La justice française a ouvert une enquête sur le rôle de hauts fonctionnaires qui ont rendu une sentence arbitrale favorable à l'homme d'affaires Bernard Tapie dans un litige financier complexe, une décision qui pourrait fragiliser la candidature de la ministre Christine Lagarde au Fonds monétaire international.

Cette annonce intervient à la veille du grand oral de la ministre de l'Économie devant le conseil d'administration du FMI, qu'elle cherchera à convaincre de la désigner pour succéder à Dominique Strauss-Kahn à la tête de l'institution.

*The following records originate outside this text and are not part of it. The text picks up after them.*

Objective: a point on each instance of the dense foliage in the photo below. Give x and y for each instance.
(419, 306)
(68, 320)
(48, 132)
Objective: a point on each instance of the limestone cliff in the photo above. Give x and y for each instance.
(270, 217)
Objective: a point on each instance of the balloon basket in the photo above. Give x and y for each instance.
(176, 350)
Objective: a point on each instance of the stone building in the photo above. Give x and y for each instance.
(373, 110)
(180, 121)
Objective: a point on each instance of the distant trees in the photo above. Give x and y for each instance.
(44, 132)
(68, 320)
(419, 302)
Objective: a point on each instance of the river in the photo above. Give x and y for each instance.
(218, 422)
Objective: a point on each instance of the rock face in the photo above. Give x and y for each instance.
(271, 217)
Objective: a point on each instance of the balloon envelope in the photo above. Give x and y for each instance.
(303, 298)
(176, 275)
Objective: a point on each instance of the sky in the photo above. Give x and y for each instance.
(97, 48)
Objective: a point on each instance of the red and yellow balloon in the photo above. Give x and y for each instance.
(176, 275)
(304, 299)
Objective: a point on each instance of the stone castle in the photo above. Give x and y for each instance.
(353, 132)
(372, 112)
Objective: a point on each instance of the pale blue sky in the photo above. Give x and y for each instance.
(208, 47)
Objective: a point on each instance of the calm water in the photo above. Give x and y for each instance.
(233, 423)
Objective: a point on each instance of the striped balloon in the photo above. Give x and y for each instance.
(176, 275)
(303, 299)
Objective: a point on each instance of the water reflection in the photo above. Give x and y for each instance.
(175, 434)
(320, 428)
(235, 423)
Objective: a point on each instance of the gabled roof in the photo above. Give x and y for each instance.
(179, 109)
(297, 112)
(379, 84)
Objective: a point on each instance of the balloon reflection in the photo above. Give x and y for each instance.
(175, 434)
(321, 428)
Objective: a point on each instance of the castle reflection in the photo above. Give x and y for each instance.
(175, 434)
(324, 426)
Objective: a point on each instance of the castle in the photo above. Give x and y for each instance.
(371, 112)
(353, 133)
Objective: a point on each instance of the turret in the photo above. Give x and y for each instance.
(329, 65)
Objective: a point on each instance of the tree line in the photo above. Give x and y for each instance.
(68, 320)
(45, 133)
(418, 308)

L'enquête préliminaire du parquet de Paris est distincte de la procédure devant la Cour de Justice de la République qui doit décider le 8 juillet si elle ouvre une enquête pour abus d'autorité visant explicitement la ministre dans sa gestion du litige qui opposait Bernard Tapie à l'ex-banque publique Crédit Lyonnais au sujet de la vente d'Adidas en 1993.

Le parquet a ouvert mi-juin cette enquête pour «abus de pouvoirs sociaux» visant implicitement Jean-François Rocchi, le président du Consortium de Réalisations (CDR), la structure publique où étaient cantonnés les actifs douteux de l'ex-Crédit Lyonnais lorsqu'il s'est retrouvé au bord de la faillite au milieu des années 90, a indiqué mercredi une source proche de l'enquête.

Le parquet s'intéresse également, à un degré moindre, à Bernard Scemama, ancien président de l'Établissement public de Financement et de Réalisation (EPFR), l'entité qui contrôle le CDR, a-t-on ajouté de même source. L'enquête va être confiée à la brigade financière de la police judiciaire parisienne.

Ces deux personnes ont joué le rôle d'arbitre en application de la décision de la ministre de l'Économie de recourir en 2007 à un arbitrage pour solder l'affaire Tapie/Crédit Lyonnais.

Cette enquête fait suite à un rapport du procureur général de la Cour des comptes récemment réalisé sur l'arbitrage rendu en faveur de Bernard Tapie, a précisé cette source proche de l'enquête, confirmant une information du Monde.

En juillet 2008, le tribunal arbitral avait condamné le CDR à verser 240 millions d'euros de réparation à Bernard Tapie, auxquels s'ajoutaient une centaine de millions d'euros d'intérêts et surtout 45 millions d'euros pour préjudice moral.

Le parquet cherche à savoir si le président du CDR a «caché un certain nombre d'éléments» à son conseil d'administration au moment de recourir à un arbitrage, a précisé la source proche de l'enquête.

L'entourage de la ministre a estimé mercredi que cette nouvelle enquête ne révélait rien de neuf et comportait des «erreurs».

Dans son rapport révélé par le site Mediapart, la Cour des comptes note que le compromis d'arbitrage signé le 16 novembre 2007 est différent du texte validé par le conseil d'administration.

M. Rocchi est soupçonné d'avoir permis l'ajout de la mention «préjudice moral» à la version finale non soumise au conseil d'administration qui a  permis à Bernard Tapie de toucher 45 millions de plus. Fin mars, le haut fonctionnaire avait démenti avoir contourné son conseil d'administration.

Des soupçons pèsent par ailleurs sur l'impartialité d'un troisième juge arbitre, Pierre Estoup, intervenu dans deux affaires distinctes, en 1999 et en 2001, dans des arbitrages à la demande de Me Maurice Lantourne, l'avocat de Bernard Tapie.